Nascida na cidade metropolitana de Kiev em 1963, minha mãe atesta que já havia discos de vinil na Rússia, principalmente de 45 rotações. Quando era muito jovem, ela dançava ao som de singles em seu pequeno apartamento soviético. “Isso deve ter sido em '68 ou '69,” ela me diz, enquanto canta uma música popular infantil. Uma lembrança doce com tons nefastos — a música que ela ouvia era obtida ilegalmente.
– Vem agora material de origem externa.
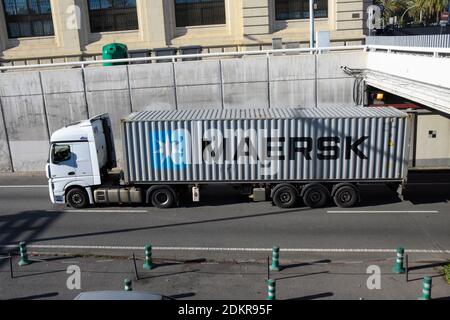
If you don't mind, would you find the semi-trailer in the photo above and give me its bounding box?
[46,107,410,208]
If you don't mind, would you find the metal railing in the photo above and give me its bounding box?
[366,34,450,48]
[0,45,450,72]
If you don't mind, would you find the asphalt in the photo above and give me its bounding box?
[0,175,450,299]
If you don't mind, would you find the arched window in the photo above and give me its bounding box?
[88,0,139,32]
[3,0,55,38]
[175,0,225,27]
[275,0,328,20]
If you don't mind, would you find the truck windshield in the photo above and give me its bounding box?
[52,145,71,164]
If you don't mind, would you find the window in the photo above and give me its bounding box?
[3,0,55,38]
[275,0,328,20]
[52,145,72,164]
[88,0,139,32]
[175,0,225,27]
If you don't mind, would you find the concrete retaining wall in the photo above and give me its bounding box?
[0,52,367,171]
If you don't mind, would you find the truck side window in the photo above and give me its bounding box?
[52,145,71,164]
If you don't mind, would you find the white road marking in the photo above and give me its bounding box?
[0,185,48,189]
[327,210,439,213]
[0,245,450,254]
[45,210,148,213]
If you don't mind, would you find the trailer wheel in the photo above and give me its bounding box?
[272,186,298,209]
[66,188,89,209]
[151,188,175,209]
[303,184,330,208]
[333,185,359,208]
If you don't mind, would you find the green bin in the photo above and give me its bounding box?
[102,43,128,67]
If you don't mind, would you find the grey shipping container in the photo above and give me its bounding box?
[122,107,409,184]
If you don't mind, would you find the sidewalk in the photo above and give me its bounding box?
[0,255,450,300]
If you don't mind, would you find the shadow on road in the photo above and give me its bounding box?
[288,292,334,301]
[18,209,306,242]
[0,210,61,267]
[11,292,58,300]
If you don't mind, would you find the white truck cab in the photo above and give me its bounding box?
[46,114,116,208]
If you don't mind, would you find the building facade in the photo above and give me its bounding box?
[0,0,371,64]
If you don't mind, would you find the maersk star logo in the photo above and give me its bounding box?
[152,131,186,169]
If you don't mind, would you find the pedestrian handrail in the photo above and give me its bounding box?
[0,45,450,72]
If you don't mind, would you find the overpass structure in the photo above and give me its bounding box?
[0,45,450,172]
[364,46,450,115]
[0,45,450,114]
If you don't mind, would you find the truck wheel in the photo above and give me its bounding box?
[333,186,359,208]
[66,188,89,209]
[272,186,298,209]
[151,188,175,209]
[303,184,330,208]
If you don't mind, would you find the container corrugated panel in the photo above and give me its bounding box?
[122,107,408,184]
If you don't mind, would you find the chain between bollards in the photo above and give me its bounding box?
[8,251,14,279]
[267,279,277,300]
[19,241,31,266]
[143,244,155,270]
[270,247,280,271]
[123,279,133,291]
[133,252,139,281]
[419,276,432,300]
[392,247,405,274]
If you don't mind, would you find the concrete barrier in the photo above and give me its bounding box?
[0,52,367,172]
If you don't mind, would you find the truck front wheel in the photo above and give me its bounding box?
[66,188,89,209]
[151,188,175,209]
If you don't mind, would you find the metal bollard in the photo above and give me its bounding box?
[267,279,277,300]
[19,241,31,266]
[270,247,280,271]
[419,276,432,300]
[143,244,154,270]
[123,279,133,291]
[392,247,405,273]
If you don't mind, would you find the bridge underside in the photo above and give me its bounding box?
[364,70,450,115]
[363,49,450,115]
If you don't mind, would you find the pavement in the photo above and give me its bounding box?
[0,254,450,300]
[0,174,450,300]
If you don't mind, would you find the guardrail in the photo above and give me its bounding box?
[0,45,450,72]
[366,34,450,48]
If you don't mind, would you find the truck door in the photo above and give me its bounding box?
[72,142,93,179]
[50,143,76,180]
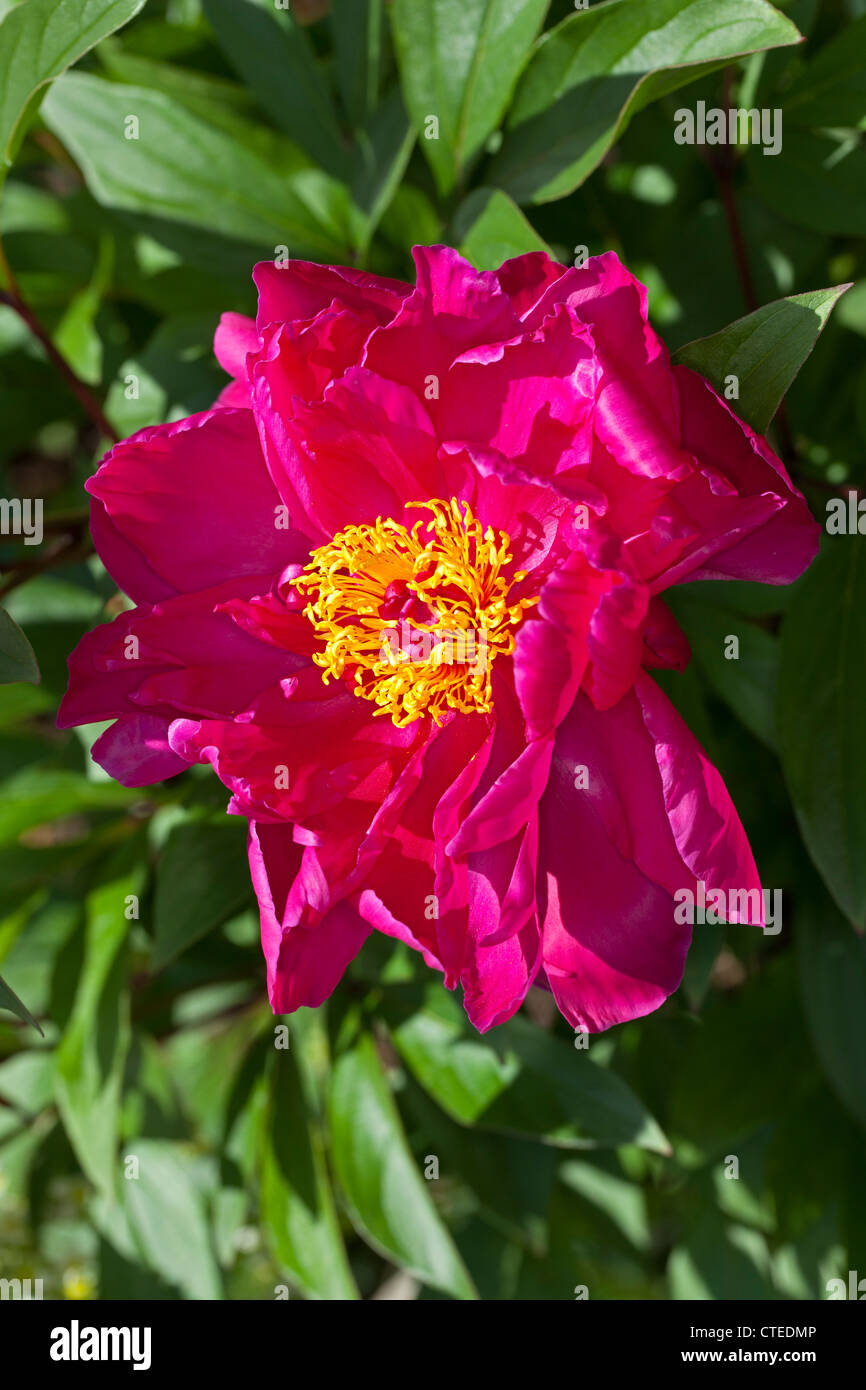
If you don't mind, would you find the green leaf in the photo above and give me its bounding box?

Nos anos 60 e 70, ela explica, os únicos discos que você podia encontrar eram vendidos em lojas soviéticas e precisavam ser aprovados pelo governo.

“Música aprovada era música soviética”, ela explica. “Era música em russo. Havia alguns... Bem, não muitos artistas, mas havia alguns que eram permitidos se apresentar na televisão.”
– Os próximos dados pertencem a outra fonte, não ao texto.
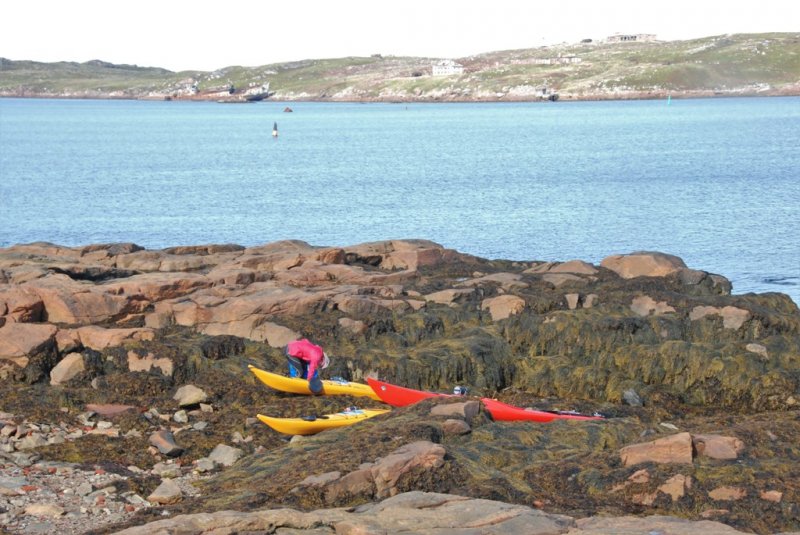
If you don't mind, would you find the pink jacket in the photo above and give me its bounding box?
[286,338,323,381]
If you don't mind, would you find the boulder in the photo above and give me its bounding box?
[0,322,58,371]
[658,474,692,502]
[147,479,183,505]
[339,318,367,335]
[0,286,44,323]
[22,274,136,325]
[86,403,137,418]
[111,491,576,535]
[431,400,481,420]
[102,273,212,302]
[620,433,692,466]
[689,306,750,330]
[600,252,686,279]
[692,435,744,461]
[370,440,445,498]
[631,295,675,316]
[148,429,183,457]
[564,294,581,310]
[442,418,472,435]
[481,295,525,321]
[208,444,244,466]
[548,260,598,275]
[542,273,587,288]
[708,486,747,502]
[50,353,86,386]
[76,325,155,351]
[456,273,529,292]
[128,351,175,377]
[424,289,475,305]
[172,385,208,407]
[569,515,746,535]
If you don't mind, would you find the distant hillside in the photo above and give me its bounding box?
[0,33,800,102]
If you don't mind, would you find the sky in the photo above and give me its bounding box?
[0,0,800,72]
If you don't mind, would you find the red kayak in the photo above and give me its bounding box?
[367,377,455,407]
[367,378,603,422]
[481,398,604,422]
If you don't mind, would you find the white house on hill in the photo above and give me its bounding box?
[433,59,464,76]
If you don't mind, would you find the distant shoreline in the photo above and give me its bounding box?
[0,86,800,104]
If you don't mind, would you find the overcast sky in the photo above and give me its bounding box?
[0,0,800,71]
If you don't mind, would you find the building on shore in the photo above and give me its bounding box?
[606,33,656,43]
[533,56,582,65]
[433,59,464,76]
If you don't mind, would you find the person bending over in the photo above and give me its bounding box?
[286,338,330,394]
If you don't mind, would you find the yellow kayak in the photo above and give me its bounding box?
[247,365,381,401]
[256,409,389,435]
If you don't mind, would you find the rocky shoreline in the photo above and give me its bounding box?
[0,240,800,534]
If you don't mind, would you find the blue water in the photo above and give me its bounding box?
[0,97,800,302]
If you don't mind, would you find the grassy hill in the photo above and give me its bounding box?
[0,33,800,101]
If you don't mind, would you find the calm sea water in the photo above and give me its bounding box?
[0,98,800,302]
Se você tivesse o desejo de ouvir música não aprovada pelo governo soviético, uma ida à loja não seria suficiente. Rindo enquanto toma um gole de espresso, minha mãe explica que havia uma economia paralela para discos de vinil ilegais. “Era uma máfia da música,” ela reflete.

A organização do vinil ilícito começava com o rádio. “Havia programas como Voice of America e BBC que tinham shows proibidos na rádio russa,” ela lembra. “Havia um jeito de ajustar o rádio para pegar essas ondas. As pessoas sabiam a hora de tentar, e me lembro que meu pai sentava e todo mundo sentava com ele para ajustar o rádio. De repente, uma voz aparecia.”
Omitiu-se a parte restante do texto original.